"Perhaps you'd alter your opinion if I came upon you before Christmas for your sanction."
"No, by Jove; that I shouldn't. I should be delighted. You don't mean to say you've got anybody in your eye. There's only one thing I ask, Ralph;—open out-and-out confidence."
"You shall have it, sir."
"There is somebody, then."
"Well; no; there isn't anybody. It would be impudence in me to say there was."
"Then I know there is." Upon this encouragement Ralph told his father that on his two last visits to London he had seen a girl whom he thought that he would like to ask to be his wife. He had been at Fulham on three or four occasions,—it was so he put it, but his visits had, in truth, been only three,—and he thought that this niece of Sir Thomas Underwood possessed every charm that a woman need possess,—"except money," said Ralph. "She has no fortune, if you care about that."
"I don't care about money," said the Squire. "It is for the man to have that;—at any rate for one so circumstanced as you." The end of all this was that Ralph was authorised to please himself. If he really felt that he liked Miss Bonner well enough, he might ask her to be his wife to-morrow.
"The difficulty is to get at her," said Ralph.
"Ask the uncle for his permission.
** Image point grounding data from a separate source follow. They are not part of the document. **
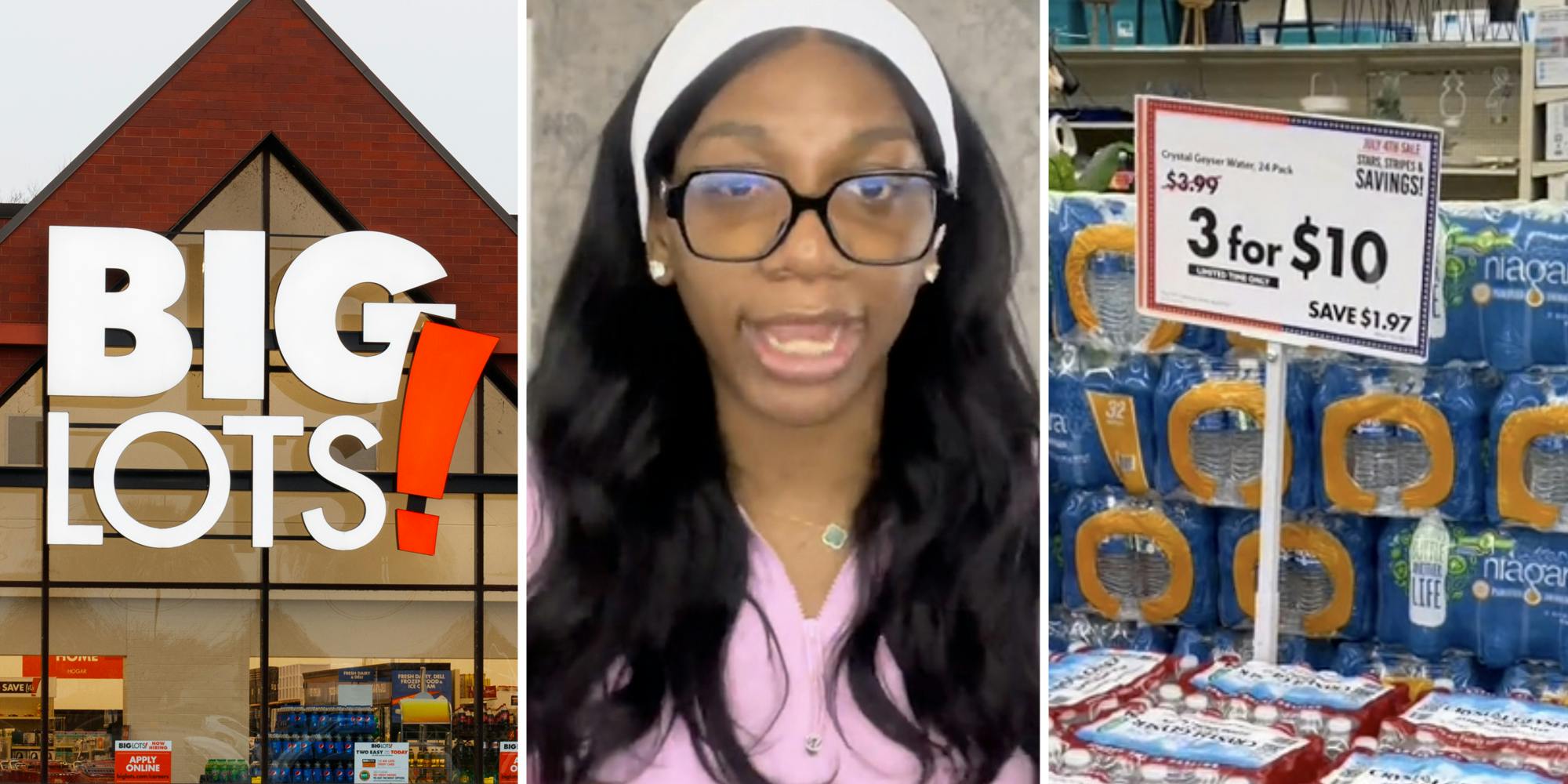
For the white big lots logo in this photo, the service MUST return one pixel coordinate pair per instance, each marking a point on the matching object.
(234, 361)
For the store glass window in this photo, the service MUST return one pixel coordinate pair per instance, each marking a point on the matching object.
(260, 664)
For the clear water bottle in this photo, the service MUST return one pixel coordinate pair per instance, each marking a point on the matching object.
(1547, 470)
(1211, 441)
(1196, 703)
(1078, 761)
(1392, 738)
(1338, 739)
(1305, 589)
(1310, 722)
(1373, 456)
(1112, 292)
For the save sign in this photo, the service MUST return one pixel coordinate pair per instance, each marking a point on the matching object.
(443, 377)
That's the manliest and the fittest way to do it. Tell him everything. Take my word for it he won't turn his face against you. As for me, nothing on earth would make me so happy as to see your children. If there were a dozen, I would not think them one too many. But mark you this, Ralph; it will be easier for us,—for you and me, if I live,—and for you without me if I go, to make all things clear and square and free while the bairns are little, than when they have to go to school and college, or perhaps want to get married."
"Ain't we counting our chickens before they are hatched?" said Ralph laughing.